In any case, the recovery of these oral incunabula of Pound is a fine gift for his admirers. Though scarcely comprehensible on occasion, the ghost of Pound’s voice as he reads The Cantos has a good ring to it, a deep tone, nearly oratory, with a sober progression and a precise musical rhythm, even if quite held back. It is an intimate, meditative reading, I would say, though influenced by the example of Yeats, from whom Pound had learned as Minarelli says, how to give a reading.
On the Subject of Ezra Pound is, instead, a historical short movie, shot in 8mm, on the occasion of Pound's seventieth birthday. At that time the poet had been incarcerated for ten years.
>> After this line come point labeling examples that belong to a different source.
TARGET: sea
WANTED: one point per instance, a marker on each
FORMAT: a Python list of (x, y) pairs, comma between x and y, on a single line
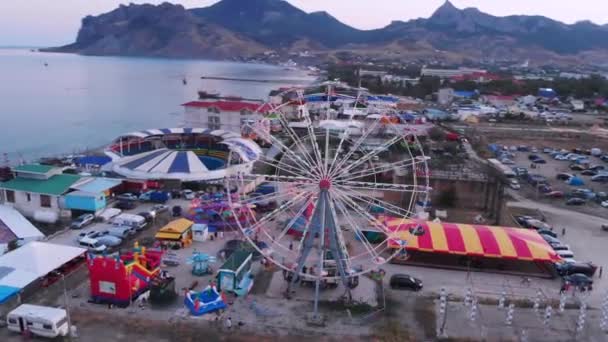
[(54, 104)]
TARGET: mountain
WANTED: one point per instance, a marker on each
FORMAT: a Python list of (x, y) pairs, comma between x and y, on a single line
[(277, 23), (165, 31), (231, 28)]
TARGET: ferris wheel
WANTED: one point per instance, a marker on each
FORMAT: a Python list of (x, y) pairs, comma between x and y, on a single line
[(327, 187)]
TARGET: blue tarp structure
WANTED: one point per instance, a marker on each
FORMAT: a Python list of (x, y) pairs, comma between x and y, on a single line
[(576, 181), (7, 292), (93, 160), (464, 93), (547, 92)]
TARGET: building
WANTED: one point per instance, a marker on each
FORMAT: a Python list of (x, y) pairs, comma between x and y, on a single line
[(24, 270), (36, 191), (445, 96), (222, 115), (499, 100), (14, 228), (448, 73)]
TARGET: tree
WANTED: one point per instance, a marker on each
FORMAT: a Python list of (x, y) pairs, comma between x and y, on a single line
[(436, 134)]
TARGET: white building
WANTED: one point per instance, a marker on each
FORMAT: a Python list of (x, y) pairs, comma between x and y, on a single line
[(224, 115), (447, 73), (16, 228), (36, 191)]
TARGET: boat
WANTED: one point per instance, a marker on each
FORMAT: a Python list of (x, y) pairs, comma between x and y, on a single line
[(203, 95)]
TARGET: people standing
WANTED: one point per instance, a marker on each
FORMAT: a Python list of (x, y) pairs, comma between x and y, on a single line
[(229, 323)]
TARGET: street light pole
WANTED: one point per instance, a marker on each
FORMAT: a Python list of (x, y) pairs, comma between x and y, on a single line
[(67, 305)]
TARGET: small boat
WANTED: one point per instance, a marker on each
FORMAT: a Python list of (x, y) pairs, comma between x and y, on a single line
[(202, 95)]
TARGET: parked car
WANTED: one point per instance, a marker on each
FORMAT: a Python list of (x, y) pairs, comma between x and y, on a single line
[(188, 194), (576, 167), (564, 176), (602, 177), (92, 245), (520, 171), (127, 197), (547, 232), (514, 184), (147, 215), (579, 279), (568, 268), (589, 172), (125, 205), (564, 253), (109, 240), (576, 201), (82, 220), (160, 208), (405, 282), (108, 214), (555, 194)]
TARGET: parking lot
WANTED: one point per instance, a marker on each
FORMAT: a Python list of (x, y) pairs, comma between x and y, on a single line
[(559, 191)]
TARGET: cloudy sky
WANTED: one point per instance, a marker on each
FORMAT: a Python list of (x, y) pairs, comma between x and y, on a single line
[(55, 22)]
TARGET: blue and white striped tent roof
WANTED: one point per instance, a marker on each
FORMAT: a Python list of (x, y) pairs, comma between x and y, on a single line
[(184, 165), (165, 131)]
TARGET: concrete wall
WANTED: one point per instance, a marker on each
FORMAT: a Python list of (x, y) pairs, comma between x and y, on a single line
[(29, 207)]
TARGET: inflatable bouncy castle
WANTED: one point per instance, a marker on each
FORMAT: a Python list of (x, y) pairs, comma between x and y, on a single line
[(206, 301), (120, 279)]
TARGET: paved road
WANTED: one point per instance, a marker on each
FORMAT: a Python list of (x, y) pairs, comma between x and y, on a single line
[(583, 234)]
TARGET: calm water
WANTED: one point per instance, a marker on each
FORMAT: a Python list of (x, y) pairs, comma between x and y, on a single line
[(80, 102)]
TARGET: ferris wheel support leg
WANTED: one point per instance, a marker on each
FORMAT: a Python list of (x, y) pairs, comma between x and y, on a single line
[(307, 244)]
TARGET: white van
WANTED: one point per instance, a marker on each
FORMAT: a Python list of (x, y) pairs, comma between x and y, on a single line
[(39, 320), (121, 231), (92, 245), (130, 220)]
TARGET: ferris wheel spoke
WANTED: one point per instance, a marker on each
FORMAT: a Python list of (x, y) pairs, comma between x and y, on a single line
[(385, 146), (402, 164), (295, 218), (283, 167), (379, 186), (346, 199), (294, 137), (274, 214), (353, 148), (395, 210), (354, 227), (284, 149)]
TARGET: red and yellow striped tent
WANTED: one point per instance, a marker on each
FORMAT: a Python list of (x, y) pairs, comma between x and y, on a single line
[(473, 240)]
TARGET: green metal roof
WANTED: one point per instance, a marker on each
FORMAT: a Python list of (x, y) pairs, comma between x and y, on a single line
[(33, 168), (55, 185), (235, 260)]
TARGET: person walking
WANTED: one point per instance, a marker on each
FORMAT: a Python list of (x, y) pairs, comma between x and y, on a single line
[(229, 323)]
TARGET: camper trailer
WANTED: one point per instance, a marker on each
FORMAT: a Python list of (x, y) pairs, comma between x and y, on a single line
[(39, 320)]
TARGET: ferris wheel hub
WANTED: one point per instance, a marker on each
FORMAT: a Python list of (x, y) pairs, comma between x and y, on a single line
[(325, 184)]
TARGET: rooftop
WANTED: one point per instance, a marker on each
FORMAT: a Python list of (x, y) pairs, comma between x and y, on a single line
[(54, 186), (33, 168), (230, 106)]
It is composed of shaky images in black and white, with quick edits that alternate between Rapallo and Brunnenburg, and captions from Pound: “Omnia, tutto che esiste è luce,” “Avere fatto in luogo di non avere fatto, questa non è vanità,” “Tenero come un terzo cielo.” (‘All that exists is light’, ‘ To have done instead of not doing, this is not vanity’, ‘Soft as un terzo cielo.’) In the flow of the film we see book covers and pages, pictures of Pound, but also of Joyce, Eliot, Faulkner and Hemingway, the beautiful head of Ezra sculpted by Gaudier-Brzeska and various verbo-visual marginalia, music scores and a painting by Capogrossi, the effigy of Dante and the apparition of an enigmatic young woman, newspaper headlines on Pound’s alleged insanity, and quotations from the men of letters who campaigned for his release. The film is not really a professional production, but can be appreciated as a poetic-visual experiment that seeks to merge thoughts and words produced in the Fascist years by the bizarre American poet. In a fleeting frame we also see, in a cemetery full of crosses and numbers, the tomb of his father, Homer Pound. The film is calibrated to the exact duration of 14’19” – equal to the second of Antonio Vivaldi’s Four Concertos – a concerto that Pound had discovered in Dresden in 1932.
The Centre of the Circle is an entirely personal book (and the book of a personality); it is both a scholarly study and an artist’s work. The result appears to me absolutely relevant.